Hungary’s plan to fence off bordersMigration 29 June 2015
Last week, Hungarian authorities unveiled a plan to build the 13-foot-high fence along its 109-mile southern border with Serbia, in order to stop the flow of migrants into the country.
The decision to build a wall is Hungary’s latest anti-immigration policy and comes as the EU failed to agree on migrant quota plan. Indeed, the Hungarian Government declared that EU’s effort to come up with an agreement on quotas is “insane” and time-consuming, and Hungary needs a solution to address the surging migrants’ inflows.

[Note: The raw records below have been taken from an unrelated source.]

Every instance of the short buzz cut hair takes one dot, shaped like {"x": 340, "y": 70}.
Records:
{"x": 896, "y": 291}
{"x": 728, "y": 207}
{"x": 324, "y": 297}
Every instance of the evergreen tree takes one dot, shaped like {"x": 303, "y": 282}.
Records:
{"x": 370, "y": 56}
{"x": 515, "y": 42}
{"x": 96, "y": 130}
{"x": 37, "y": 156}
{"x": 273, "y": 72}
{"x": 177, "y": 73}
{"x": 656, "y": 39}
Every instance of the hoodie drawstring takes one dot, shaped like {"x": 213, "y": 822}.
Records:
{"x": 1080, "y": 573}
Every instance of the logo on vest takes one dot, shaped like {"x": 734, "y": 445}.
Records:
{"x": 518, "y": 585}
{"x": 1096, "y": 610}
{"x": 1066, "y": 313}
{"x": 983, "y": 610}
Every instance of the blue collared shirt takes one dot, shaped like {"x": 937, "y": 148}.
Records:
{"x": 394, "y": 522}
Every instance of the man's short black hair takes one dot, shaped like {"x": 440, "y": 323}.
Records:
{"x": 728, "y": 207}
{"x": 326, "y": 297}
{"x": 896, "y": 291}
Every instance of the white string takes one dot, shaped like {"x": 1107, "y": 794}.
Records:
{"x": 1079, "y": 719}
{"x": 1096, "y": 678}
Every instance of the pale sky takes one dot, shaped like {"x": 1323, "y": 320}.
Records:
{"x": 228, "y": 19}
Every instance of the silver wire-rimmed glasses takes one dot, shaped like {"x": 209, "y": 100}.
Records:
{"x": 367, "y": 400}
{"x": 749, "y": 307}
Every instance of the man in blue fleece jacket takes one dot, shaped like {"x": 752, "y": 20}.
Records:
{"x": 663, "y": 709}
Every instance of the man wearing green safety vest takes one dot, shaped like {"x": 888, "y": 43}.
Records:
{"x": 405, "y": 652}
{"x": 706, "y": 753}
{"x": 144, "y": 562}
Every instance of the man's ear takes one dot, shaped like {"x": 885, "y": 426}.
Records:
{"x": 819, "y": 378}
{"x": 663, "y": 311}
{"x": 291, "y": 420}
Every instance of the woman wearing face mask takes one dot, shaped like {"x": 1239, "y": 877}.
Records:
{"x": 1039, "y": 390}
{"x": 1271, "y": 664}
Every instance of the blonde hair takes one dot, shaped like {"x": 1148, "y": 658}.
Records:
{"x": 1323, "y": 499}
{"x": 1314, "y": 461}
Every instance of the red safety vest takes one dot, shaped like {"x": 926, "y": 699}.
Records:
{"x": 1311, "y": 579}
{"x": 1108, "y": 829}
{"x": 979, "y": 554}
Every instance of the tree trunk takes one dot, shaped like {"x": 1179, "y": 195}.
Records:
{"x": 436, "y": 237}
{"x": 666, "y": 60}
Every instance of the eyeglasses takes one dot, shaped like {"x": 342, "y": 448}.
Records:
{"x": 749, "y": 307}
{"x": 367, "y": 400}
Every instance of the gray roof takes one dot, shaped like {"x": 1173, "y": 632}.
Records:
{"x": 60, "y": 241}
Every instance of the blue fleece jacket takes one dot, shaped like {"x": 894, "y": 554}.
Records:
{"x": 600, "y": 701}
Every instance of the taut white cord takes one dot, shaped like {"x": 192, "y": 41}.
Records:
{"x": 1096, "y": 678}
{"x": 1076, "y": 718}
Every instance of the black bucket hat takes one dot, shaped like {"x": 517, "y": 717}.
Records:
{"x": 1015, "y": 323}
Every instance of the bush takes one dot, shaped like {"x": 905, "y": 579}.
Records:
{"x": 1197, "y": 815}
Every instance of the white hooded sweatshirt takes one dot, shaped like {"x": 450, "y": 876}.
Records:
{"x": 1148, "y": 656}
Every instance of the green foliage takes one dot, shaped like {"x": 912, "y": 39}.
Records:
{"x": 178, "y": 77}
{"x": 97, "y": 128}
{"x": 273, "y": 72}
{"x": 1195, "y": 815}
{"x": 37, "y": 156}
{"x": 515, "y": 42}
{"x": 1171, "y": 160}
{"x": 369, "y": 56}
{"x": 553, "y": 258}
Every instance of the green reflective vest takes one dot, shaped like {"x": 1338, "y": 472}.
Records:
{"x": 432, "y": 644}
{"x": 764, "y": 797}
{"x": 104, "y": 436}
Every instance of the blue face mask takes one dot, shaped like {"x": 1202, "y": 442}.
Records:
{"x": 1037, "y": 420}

Hungary is in the EU’s visa-free Schengen zone and thus it is one of the main points of entry for migrants arriving in Europe through the Balkans from the Middle East and Africa. According to Eurostat, last year, the country received 41.215 applications for asylum, including 20.910 from citizens of Kosovo, 8.560 from Afghanistan and 6.630 from Syria. Furthermore, Hungarian official sources said that around 95% of the tens of thousands of migrants entered the country through Serbia, which is not an EU’s Member State.
Evoking the spectre of the Iron Curtain, the government’s fence plans immediately drew international condemnations from the UN Refugee Agency, which declared that the wall will “be a further obstacle for people who have fled from war zones like Syria, Afghanistan and Iraq and who desperately need safety and protection”.
Most importantly, the announcement of the Hungarian Government has touched the entire European Union, where solutions on how to handle the soaring numbers of migrants are still debated, and far-right parties in Britain, France, Greece gained popularity by railing against immigrants.
Facing criticism, Hungarian’s Minister of Foreign Affairs Péter Szijjártó declared that “this decision does not break any international treaty, other countries have opted for the same solution“, mentioning that similar barriers have been erected on the Greek-Turkish and Bulgarian-Turkish frontiers.
The Hungarian Government seems to have forgotten that the European Union was supposed to be about breaking down borders and barriers, ensuring the application of the Schengen Agreement and, thus, the free movement of persons within the EU.
European recent history has shown us that building walls is not the solution of a crisis.
Today we are not just dealing with a question of European Union’s policy borders, but with the affirmation and the safeguard of EU’s core values. For this reason, Member States are called to reinforce the capacity to provide effective protection to those in need, ensuring access to asylum. Only in this way, the European Union could preserve the fundamental rights on which it was founded.